Salgo de la mezcalería. Me dirijo a Los Libres por una tlayuda. En el camino busco pistas que me recuerden mi infancia, pero por más que me esfuerzo no encuentro más que destellos tenues de los juegos y los paseos de un niño genérico.
¿Acaso era yo ese dando vueltas en El Llano? ¿En bicicleta? ¿En patines? ¿Cómo veía a los leones que resguardan cada una de sus esquinas? Intento imaginarme ahí, de pequeño, pero la imagen no se concreta. Me aseguran que estuve ahí. Que paseaba frecuentemente dándole vueltas. Les creo.Algunos guardamos pocos recuerdos de nuestra infancia y no tenemos otro remedio que recurrir a versiones ajenas de nuestra vida cotidiana.
El templo de Santo Domingo y el templo de la Soledad son imponentes, pero no tanto como eran antes. Se que hace muchos años comía nieves en la plaza de la Soledad. Pero no recuerdo mi sabor favorito, ni qué tanto me emocionaban los letreros de colores. Se que me emocionaban esas escaleras más de lo que me emocionan ahora. Y que sobre alguna calle aledaña vivía uno de mis mejores amigos, a quien no he vuelto a ver.
Decido caminar al hotel, subiendo por la calle Juárez/Porfirio/San Felipe. ¿Por qué la calle cambia tantas veces de nombre? ¿Sabía yo esto? Sigo sin poder encontrarme con mi pasado. Y de repente, algo vuelve de un golpe. Veo un letrero. «Bungalows Villa Santa Julia». ¡Yo viví aquí! ¡Adentro estaba mi casa! ¡Quiero mis recuerdos de vuelta! Y mis recuerdos llegan repentinamente. Y recuerdo un niño que jugaba con una grabadora en su casa. Que caminaba junto a una alberca vacía. «Tengo que entrar», me digo. Y entro.

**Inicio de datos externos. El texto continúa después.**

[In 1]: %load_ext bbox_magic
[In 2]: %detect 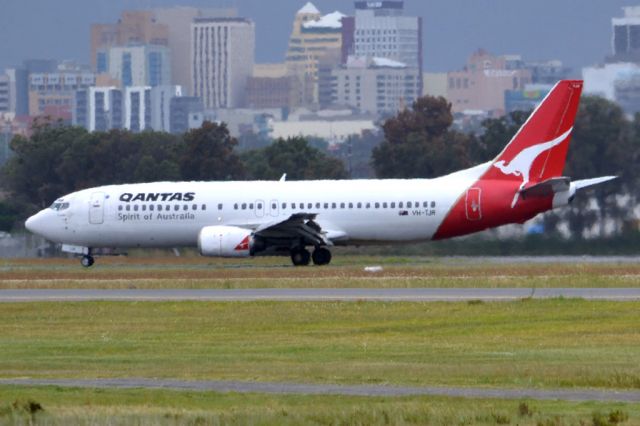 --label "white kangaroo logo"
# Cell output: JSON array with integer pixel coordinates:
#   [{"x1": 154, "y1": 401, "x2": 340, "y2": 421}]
[{"x1": 493, "y1": 127, "x2": 573, "y2": 208}]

La esencia de la unidad habitacional es la misma. Pero su tamaño se ha reducido órdenes de magnitud. La alberca no mide más de tres por cuatro metros. ¿Sabía yo qué era un metro? El techo de la palapa parece estar igual de alto. Siempre vi ese techo muy alto. Estoy seguro. Una cara, ahora desconocida y borrosa, me enseñó una de las lecciones más valiosas de mi vida. ¿Era amigo mío? No se. Tal vez un ángel. No de esos metafísicos, sino de los ángeles de carne y hueso que pasan por nuestras vidas menos de lo que dura un suspiro y nos dejan algo de valor.
Hay una enorme diferencia. Lo que antes era una unidad habitacional ahora son dos, divididas por una reja de malla con cubierta de plástico. A la derecha, un edificio. Arriba del edificio, un departamento sumamente silencioso comparado con aquel en el que habitaban cientos de pájaros. ¿Tenía idea de qué era un ciento? A la izquierda, inaccesible por la separación, otro edificio. En él, mi casa. ¿Mi casa? Una señora sale a lo lejos sin verme. Su casa. ¿Cuántos otros habrán pasado por esta casa creyendo que es suya? Salgo de la Villa.
Un poco más arriba me encuentro con la Fuente de las Siete Regiones. ¿Por qué no vive en mi memoria, si se supone que ha estado ahí desde hace años? ¿Alguna vez le di la vuelta? Y luego edificios de la universidad. ¿Habrán estado ahí desde entonces o forman parte de la modernidad? De la efímera modernidad. No lo se.
Estoy por llegar al hotel, con la esperanza de encontrar algo más. Evito buscarlo en el GPS. Me lo tengo que encontrar. Tiene que estar por aquí. Estoy muy cerca del hotel y comienzo a rendirme. Tal vez no aparezca. Y entonces, unas cuantas cuadras antes de llegar veo el edificio. Los recuerdos son cosas raras. No recordamos las cosas, sino versiones homotópicas de ellas, deformadas. Se aparece frente a mi el Instituto San Felipe, en donde cursé algún año de primaria. En donde aprendí otra lección de vida más. Parece ser que varias de mis lecciones de vida las aprendí en Oaxaca. A lo lejos se acerca una señora, la veladora.
Me quedo embobado unos instantes mirando el zaguán donde se tomó la foto individual que yace en mi cuarto. Y me veo ahí, y materializo el recuerdo. La señora se acerca más. Y se materializan los dulces de 500 pesos, y el festival de día de las madres. La señora se encuentra a unos pasos. Y en mi mente, una maestra borrosa imparte la lección de ciencias naturales del ciclo de la vida: «Los seres vivos nacen, crecen, se reproducen y mueren». Y en ese instante, la voz de la señora interrumpe mis pensamientos. Con voz severa me pregunta: «Disculpe señor, ¿se le ofrece algo?». «Sí «, yo respondo, » recordar».